Elsewhere, the US President-elect Joe Biden pushes Congress to pass the aid package “right away” whereas US Senate majority leader Mitch McConnell says lawmakers won't leave Washington until they get agreement on fresh coronavirus relief.

 

The Brexit uncertainty continues despite recent chatters that the UK is close to the deal. Further, the US-China tension escalates as MSCI is up for delisting 10 Chinese companies from its global investable markets indexes.

 

Against this backdrop, Wall Street benchmarks are up over 1.0% each whereas the US 10-yeaR Treasury yields also regain the 0.90% mark.

 

Moving on, all eyes will be on the US Federal Reserve’s (Fed) final meeting of 2020. However, key data like UK inflation, PMI and European PMI, not to forget the US Retail Sales, can entertain the market players ahead of the Fed.

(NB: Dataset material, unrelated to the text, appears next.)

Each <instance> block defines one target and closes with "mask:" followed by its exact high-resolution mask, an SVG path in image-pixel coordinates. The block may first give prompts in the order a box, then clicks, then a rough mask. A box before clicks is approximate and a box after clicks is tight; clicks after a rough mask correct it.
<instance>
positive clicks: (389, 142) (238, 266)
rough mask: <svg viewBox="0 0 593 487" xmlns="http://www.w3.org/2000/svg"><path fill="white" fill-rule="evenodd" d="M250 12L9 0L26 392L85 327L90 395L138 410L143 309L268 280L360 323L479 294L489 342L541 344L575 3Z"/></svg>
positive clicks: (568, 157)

Although the Fed isn’t expected to alter its monetary policy, any surprises can’t be ruled out and the same will fuel the market moves.

 

Technical analysis

Gold buyers attack a five-week-old resistance line with a clear break above 21-day SMA for the first time in a week. Also acting as an upside barrier is the falling trend line from November 16, at $1,867. Meanwhile, a pullback can eye retest of 21-day SMA, currently around $1,836.

 


·         ECB lifts dividend restrictions, gold likely to see higher volatility

European banks are likely to remain in the spotlight today as the ECB has lifted the dividend ban. This move by the ECB sends a strong signal to the market that the ECB is comfortable with its balance sheets. However, the ECB hasn’t given them a completely free ride as well; it wants to make sure that there are some checks in place, and hence it has asked the banks to keep their dividend and share repurchase program to less than 15% of profit for 2019 and 2020. We are expecting the banks to perform well today as fresh capital is likely to flow.


There is still some optimism in the market about the second stimulus package, and investors believe that they may get good news. Mitch McConnel, Senate Majority Leader’s comment has boosted the optimism among investors. Yesterday, he said that he intends to keep the lawmaker in Washington until they reach a deal.

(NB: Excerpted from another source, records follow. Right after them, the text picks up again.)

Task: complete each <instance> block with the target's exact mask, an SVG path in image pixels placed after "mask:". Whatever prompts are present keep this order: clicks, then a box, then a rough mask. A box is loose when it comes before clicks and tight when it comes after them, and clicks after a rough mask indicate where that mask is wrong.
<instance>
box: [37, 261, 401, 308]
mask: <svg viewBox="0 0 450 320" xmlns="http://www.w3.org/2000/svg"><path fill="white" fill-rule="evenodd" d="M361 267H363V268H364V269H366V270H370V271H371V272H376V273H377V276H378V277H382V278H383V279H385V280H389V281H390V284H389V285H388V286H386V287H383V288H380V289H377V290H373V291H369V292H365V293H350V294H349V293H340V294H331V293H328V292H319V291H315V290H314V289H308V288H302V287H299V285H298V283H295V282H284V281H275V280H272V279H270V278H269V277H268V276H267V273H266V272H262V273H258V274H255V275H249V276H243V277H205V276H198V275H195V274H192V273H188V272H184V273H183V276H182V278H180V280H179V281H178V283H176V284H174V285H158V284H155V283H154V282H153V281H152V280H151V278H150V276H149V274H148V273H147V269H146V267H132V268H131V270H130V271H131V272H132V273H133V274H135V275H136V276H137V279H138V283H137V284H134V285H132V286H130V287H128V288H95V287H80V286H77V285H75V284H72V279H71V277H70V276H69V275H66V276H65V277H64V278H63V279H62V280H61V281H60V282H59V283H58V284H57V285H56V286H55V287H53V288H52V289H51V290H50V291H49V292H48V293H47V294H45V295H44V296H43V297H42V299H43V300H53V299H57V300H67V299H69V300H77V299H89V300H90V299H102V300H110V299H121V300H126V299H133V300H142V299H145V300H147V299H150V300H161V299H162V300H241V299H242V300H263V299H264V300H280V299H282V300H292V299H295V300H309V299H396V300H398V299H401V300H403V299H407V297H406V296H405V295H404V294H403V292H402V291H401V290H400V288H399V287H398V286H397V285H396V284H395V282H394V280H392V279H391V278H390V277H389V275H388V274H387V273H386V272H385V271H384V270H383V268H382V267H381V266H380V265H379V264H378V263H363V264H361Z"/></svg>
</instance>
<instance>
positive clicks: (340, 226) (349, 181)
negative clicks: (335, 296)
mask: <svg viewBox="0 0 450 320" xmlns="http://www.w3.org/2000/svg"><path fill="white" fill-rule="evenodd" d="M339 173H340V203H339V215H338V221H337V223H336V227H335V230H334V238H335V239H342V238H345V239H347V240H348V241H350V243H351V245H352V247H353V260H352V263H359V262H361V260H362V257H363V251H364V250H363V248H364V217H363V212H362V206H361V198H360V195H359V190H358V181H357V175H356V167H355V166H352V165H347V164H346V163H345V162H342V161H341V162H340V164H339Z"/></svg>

In terms of the gold price, the precious metal is holding on to its gains, and the hope is that it will continue to move higher. Today is going to be the most volatile day for the gold price for this week.

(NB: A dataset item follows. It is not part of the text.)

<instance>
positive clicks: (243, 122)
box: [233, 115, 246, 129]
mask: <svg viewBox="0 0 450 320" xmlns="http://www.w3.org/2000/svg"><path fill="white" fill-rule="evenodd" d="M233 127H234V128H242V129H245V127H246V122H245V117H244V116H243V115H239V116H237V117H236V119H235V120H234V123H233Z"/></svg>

Today’s events are likely to set the precious metal tone for the rest of the year. Firstly, it is the US core retail data that it is likely to move the dollar, and the expectations are that this number isn’t going to be impressive.


Then you have the Fed meeting later in the afternoon, during which we will hear the Fed's view about the US economy. One thing is pretty clear that the Fed is going to send another strong message to the lawmakers that the US economy needs help, and without this, the economic recovery is likely to remain uneven.


If the Fed sound optimistic about the economy and there is a hint of a small hawkish tone in their tone, we may see the gold price retracing. However, it is also important to keep in mind that the Fed isn’t likely to touch their interest rate anytime soon. It is the forward guidance that matters the most, and that is going to influence the prices.